Noah Baumbach initially thought ‘Barbie’ movie “was a terrible idea”
Barbie co-writer Noah Baumbach has revealed he initially thought the movie “was a terrible idea” until Greta Gerwig convinced him otherwise.
As the WGA Strike was underway when Barbie hit cinemas this summer, Baumbach didn’t promote the film upon release. However, now the strike has ended, the writer is free to speak about the movie and why he his first feelings towards the project were wrong.
Speaking at a screening of Barbie at WGA’s West headquarters on October 27th, Baumbach told Judd Apatow: “The reason you make anything is because you’re saying to this imaginary audience, ‘Maybe you feel this way too?’ So, when the whole world seems to feel that way, then that’s very gratifying and very moving. Because sometimes people are like, ‘No we don’t recognise that feeling.’”
However, Baumbach didn’t always envision Barbie to be a monumental success, recalling: “I thought it was a terrible idea and Greta signed me up for it.”
Elaborating on the reasons why he thought Barbie would be “terrible”, Baumbach added: “I was just like, ‘I don’t see how this is going to be good at all’. I kind of blocked it for a while and every time she’d bring it up, I’d be like, ‘You’ve gotta get us out of this.’ And then the pandemic happened…”
He added: “It was Barbie waking up in her Dreamhouse and coming out to her backyard and meeting somebody who was sick and dying. I read these pages and I thought, ‘I understand now what this is.’ … The movie is about embracing your mortality and about the mess of it all, so it was exciting.”
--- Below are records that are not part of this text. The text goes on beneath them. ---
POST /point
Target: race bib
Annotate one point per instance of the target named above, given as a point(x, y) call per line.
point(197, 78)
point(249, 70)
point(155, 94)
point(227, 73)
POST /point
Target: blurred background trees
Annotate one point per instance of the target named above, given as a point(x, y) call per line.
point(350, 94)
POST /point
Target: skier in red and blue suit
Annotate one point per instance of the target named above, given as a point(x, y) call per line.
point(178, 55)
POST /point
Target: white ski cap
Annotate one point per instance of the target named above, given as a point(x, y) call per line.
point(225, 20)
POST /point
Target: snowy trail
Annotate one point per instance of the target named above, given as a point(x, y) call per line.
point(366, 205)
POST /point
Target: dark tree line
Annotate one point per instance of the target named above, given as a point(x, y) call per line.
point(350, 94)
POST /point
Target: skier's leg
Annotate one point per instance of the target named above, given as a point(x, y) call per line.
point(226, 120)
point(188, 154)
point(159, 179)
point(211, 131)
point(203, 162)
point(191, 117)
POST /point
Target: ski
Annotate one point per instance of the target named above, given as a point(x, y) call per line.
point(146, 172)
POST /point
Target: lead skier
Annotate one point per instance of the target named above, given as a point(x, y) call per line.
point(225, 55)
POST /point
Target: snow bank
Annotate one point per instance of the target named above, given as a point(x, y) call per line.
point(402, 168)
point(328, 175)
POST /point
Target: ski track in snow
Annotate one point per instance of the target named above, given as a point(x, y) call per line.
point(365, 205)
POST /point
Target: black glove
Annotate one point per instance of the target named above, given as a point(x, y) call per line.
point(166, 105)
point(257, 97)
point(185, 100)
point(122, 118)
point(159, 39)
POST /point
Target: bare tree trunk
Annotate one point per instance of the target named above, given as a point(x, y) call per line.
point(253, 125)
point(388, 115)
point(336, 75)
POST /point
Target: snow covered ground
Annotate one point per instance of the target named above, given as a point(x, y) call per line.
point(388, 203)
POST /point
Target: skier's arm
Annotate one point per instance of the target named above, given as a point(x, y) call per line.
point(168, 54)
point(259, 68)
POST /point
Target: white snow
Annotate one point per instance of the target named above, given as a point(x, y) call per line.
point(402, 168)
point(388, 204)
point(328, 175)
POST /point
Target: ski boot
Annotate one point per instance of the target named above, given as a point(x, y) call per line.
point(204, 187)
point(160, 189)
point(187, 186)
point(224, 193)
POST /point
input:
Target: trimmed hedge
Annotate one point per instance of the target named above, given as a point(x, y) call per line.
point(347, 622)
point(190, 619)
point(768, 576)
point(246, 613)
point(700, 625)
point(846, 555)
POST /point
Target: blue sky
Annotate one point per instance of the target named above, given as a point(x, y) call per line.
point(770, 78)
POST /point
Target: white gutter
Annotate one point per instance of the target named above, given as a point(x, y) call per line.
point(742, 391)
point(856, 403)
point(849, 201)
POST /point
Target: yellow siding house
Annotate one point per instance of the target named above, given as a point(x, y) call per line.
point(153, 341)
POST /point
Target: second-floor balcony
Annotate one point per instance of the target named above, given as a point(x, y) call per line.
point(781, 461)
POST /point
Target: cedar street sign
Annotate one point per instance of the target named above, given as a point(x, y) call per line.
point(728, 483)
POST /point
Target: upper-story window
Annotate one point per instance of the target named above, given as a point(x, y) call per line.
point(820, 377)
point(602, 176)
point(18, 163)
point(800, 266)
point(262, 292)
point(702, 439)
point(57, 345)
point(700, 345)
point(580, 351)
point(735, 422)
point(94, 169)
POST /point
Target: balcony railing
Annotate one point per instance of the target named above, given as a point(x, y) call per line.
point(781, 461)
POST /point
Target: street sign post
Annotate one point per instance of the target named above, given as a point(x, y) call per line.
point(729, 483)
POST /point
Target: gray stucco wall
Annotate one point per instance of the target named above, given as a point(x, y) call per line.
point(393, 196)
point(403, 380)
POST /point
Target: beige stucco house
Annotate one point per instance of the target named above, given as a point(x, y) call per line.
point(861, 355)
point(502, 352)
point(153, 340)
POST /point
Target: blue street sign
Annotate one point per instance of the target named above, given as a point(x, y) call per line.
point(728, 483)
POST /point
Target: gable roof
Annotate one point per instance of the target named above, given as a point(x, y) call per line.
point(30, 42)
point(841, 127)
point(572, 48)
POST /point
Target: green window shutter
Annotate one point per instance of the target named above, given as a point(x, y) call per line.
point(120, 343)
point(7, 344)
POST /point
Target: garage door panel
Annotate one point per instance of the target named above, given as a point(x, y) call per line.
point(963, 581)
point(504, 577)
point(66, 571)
In a four-and-a-half star review, Far Out said of Barbie: “This is certainly not merely a film to watch only once, to laugh and sing along to, and be done with. In fact, Barbie may just accomplish the greatest of all art’s tasks, and incite change. Don’t be fooled by her hype or her history; Barbie is an essential piece of cinema for the modern age.”
Watch the trailer below.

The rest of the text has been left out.